署長や副署長が責任を負ってもっと積極的に捜査に関与するようにしたらいいという記事があった。そういう対策も一つの考え方である。

僕には画期的な案がある。
予防するという発想を転換するのはどうだろうか?つまり、冤罪事件はおきるのを防ぐのではなく後で明らかにするような仕組みを構築したらどうだろう?
有罪判決受けた人や逮捕された人が裁判所に再捜査を要請し裁判所が許可したらゼロから徹底的に調べ直すシステムを作りそういう再捜査専門の機関を設立したらどうだろう?

どこの省庁の管轄にすべきかが問題なのと予算の面から実現は困難だろう。それに警察も別組織の捜査機関の設立には難色を示すだろう。


歴史的に言えば徳川家康が組織の概略を構築し秀忠が組織の運用を定め家光が組織を整備し体系化した。皆さんは町奉行(今でいう警察組織)は二つあったことを知っていますか?権力の乱用や腐敗や横暴を防ぐために江戸時代から先人達は組織を作り運用することに腐心していた。

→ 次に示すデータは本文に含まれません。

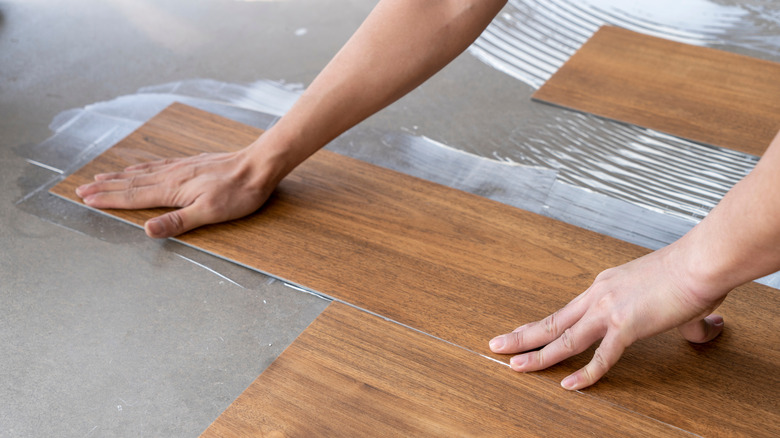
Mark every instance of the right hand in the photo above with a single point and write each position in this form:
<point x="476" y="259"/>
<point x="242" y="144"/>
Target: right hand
<point x="208" y="188"/>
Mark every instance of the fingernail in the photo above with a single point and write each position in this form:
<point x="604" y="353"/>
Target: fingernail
<point x="569" y="382"/>
<point x="156" y="227"/>
<point x="497" y="342"/>
<point x="518" y="362"/>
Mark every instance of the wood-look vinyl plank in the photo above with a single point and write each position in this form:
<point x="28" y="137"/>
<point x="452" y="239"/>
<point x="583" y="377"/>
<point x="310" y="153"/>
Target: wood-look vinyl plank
<point x="701" y="94"/>
<point x="355" y="374"/>
<point x="464" y="268"/>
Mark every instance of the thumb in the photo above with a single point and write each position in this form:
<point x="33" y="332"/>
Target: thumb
<point x="702" y="330"/>
<point x="173" y="223"/>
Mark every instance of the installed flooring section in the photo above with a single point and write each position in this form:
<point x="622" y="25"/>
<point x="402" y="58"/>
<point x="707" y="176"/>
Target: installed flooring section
<point x="701" y="94"/>
<point x="464" y="269"/>
<point x="355" y="374"/>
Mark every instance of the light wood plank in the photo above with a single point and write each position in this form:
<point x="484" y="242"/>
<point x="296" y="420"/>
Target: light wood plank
<point x="354" y="374"/>
<point x="697" y="93"/>
<point x="464" y="268"/>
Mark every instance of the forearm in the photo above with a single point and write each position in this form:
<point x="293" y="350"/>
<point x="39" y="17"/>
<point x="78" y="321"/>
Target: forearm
<point x="739" y="240"/>
<point x="400" y="45"/>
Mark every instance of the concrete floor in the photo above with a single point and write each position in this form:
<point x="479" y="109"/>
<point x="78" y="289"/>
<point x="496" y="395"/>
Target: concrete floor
<point x="109" y="333"/>
<point x="122" y="335"/>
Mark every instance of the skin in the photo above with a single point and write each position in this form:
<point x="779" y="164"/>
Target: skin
<point x="677" y="286"/>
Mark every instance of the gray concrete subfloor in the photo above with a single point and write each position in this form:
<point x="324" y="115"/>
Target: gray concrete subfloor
<point x="107" y="336"/>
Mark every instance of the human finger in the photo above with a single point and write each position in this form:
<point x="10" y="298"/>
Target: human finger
<point x="702" y="330"/>
<point x="574" y="340"/>
<point x="124" y="182"/>
<point x="149" y="196"/>
<point x="179" y="221"/>
<point x="542" y="332"/>
<point x="606" y="355"/>
<point x="154" y="166"/>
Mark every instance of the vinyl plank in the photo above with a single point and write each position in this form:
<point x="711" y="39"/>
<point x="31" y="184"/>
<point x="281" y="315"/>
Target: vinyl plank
<point x="354" y="374"/>
<point x="701" y="94"/>
<point x="464" y="268"/>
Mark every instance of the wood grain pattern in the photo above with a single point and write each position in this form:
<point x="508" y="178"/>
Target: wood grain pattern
<point x="464" y="268"/>
<point x="354" y="374"/>
<point x="701" y="94"/>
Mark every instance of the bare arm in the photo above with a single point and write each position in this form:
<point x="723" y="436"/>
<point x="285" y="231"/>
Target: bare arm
<point x="676" y="286"/>
<point x="400" y="45"/>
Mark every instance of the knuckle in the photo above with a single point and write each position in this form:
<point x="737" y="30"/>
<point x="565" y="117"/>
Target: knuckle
<point x="567" y="339"/>
<point x="551" y="324"/>
<point x="518" y="337"/>
<point x="176" y="221"/>
<point x="600" y="362"/>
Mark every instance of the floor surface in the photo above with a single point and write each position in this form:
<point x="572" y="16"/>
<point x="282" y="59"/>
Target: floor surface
<point x="108" y="333"/>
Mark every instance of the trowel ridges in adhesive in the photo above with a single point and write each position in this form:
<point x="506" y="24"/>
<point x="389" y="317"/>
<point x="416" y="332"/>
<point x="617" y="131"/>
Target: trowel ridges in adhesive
<point x="697" y="93"/>
<point x="463" y="269"/>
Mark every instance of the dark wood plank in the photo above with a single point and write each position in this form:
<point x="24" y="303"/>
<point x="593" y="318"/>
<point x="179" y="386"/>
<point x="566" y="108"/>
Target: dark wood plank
<point x="698" y="93"/>
<point x="354" y="374"/>
<point x="464" y="268"/>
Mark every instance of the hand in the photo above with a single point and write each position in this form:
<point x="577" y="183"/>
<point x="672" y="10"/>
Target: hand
<point x="209" y="188"/>
<point x="633" y="301"/>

なぜそんなことを考えるかというと警察を信用していないとかそういうんじゃない。
心理学的に、他人を評価する時は第一印象が影響するからだ。
つまり、確証的バイアスが自然と起こる。
具体的に言えば、AとBが争っていた場合、百人の第三者がAの意見を聞いてBの意見を聞いてどちらが悪いか判断すれば統計的にBが悪いと思う人が多数派になり、Bの意見を聞いてAの意見を聞いてどちらが悪いか判断すれば統計的にAが悪いと思う人が多数派になる。
なぜこんなことが起こるかというと、第三者は中立に判断する気でいても脳科学的に先に聞いた意見を主軸にそれを裏付けるかもしれない後の人の言葉や行為を容易に関連付けそれを裏付けない後の人の言葉や行為を例外だと認識し(所謂難癖付けて)排除するように働く。つまり、両方を平等に公平に扱ったつもりでも知らないうちに粗探しをするように脳科学的に立証されている。